Infrastructure that is green, and, often, blue (water-based), pushes back against ideas of human exceptionalism by situating our species within a broader continuum of life. Green infrastructure helps to connect people living in the heavily managed built environment with the wider world of plants, and it provides opportunities to commune with other species; mitigating some of the downsides of density, the psychological stress of crowding, and the anomie of modern societies.
Green infrastructure is also deeply pragmatic, corridors and habitats within cities for plants, animals, and insects helps to maintain biodiversity and well-placed community gardens, urban forests, and wetlands can help offset the ‘heat island effect’, sponge up water from the severe storms (that have already started occurring more frequently as a result of climate change), and provide probiotic exposure to bacteria that can help prevent infections and allergies. Green spaces in the city also provide opportunities for ‘low carbon leisure’, gratifying activities outside of consumption. When done well, spaces of urbanised nature provide recreational, as well as spiritual, benefits.
Parks for the People: Green Space and Urban Cultures
If you are reading this and thinking, “green infrastructure, that sounds like parks.” You wouldn’t be wrong, but parks come in many stripes. Many of the well-manicured leisure spaces that are passed off as parklands are optically green but lacking in biodiversity. Their lawns are subject to frequent mowing, their shrubbery is ornamental, and their trees are severely trimmed back . Parks are, traditionally, places for people, whose leisure and comfort are paramount, and parks’ role in local ecosystems is secondary. Today, we see an expanding notion of what parks can, and should, do for the societies who build and maintain them, and for animal and plant habitat.
Parks provide recreational space, such as playing fields, but they also evoke pastoral visions of the countryside by incorporating winding paths and ‘naturalistic’ arrangements of trees and shrubbery. They bring bucolic landscapes close to city dwellers. Bucolic comes from the word shepherd, and one only needs to think of the idealised paintings of the early 19th century to see why this vision of the countryside was so appealing: strapping rosy-cheeked youth supervising grazing sheep presented a healthful alternative to the anaemic city kids of the era. In city parks, it was thought, children could grow strong like their country cousins.

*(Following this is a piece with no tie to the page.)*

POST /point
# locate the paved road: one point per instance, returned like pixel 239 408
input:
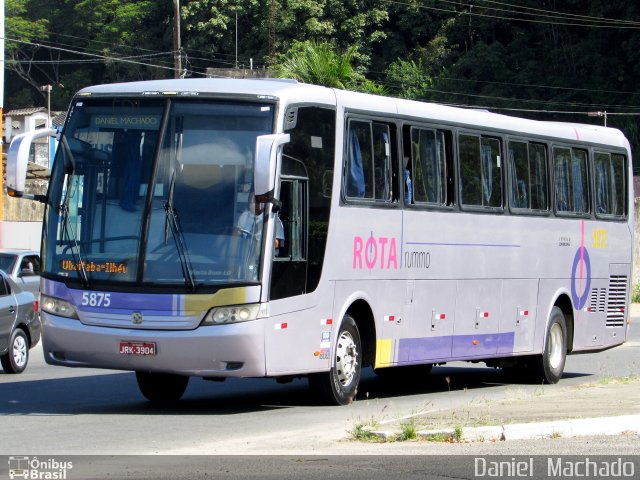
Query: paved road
pixel 59 411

For adults, parks presented the possibility of release from the overstimulation of city life Twisty pathways and ornamental lakes produced a a miniaturised version of healthy (and far larger) ecosystems from far outside the city limits. If the city was epitomised by crowds, hard edges , and the monotony of repeated forms, parks allowed those with leisure time to wander, think, and find themselves.
While parks were often celebrated as proof of civic leaders’ largess, with statuary around their perimeter and city crests moulded on their wrought iron gates, they were just as much the product of fear.
The growth of cities during the Industrial Revolution made old growth forest and swimable bodies of water inaccessible to city dwellers. In recompense for those lost acres of green, municipalities created close replicas: parks. These were often the leftovers of royal hunting estates or, in some cases, noxious land uses that had been pushed further out of the city by the growth of railroads and the advent of more streamlined production processes. Amsterdam’s Vondelpark (inaugurated in 1865), Paris’s Parc des Buttes-Chaumont and Brooklyn’s Prospect Park (both started in 1867) were all former quarries and brick-making yards. Their creation, in the mid-19th century, went hand-in-hand with the growth of municipal governments and the increased provision of services for citizens. While parks were often celebrated as proof of civic leaders’ largess, with statuary around their perimeter and city crests moulded on their wrought iron gates, they were just as much the product of fear. Especially in Continental Europe, where wealthy burghers had witnessed the French Revolution followed by the revolutions of 1848, there was a strong desire to improve the conditions of the working classes and thus keep uprisings at bay. Parks, with their winding paths and dispersed attractions, were subtly designed to undermine opportunities for mass gatherings and political rallies, but they were also created to alleviate mental and social pressures that were thought to kindle the revolutionary spirit.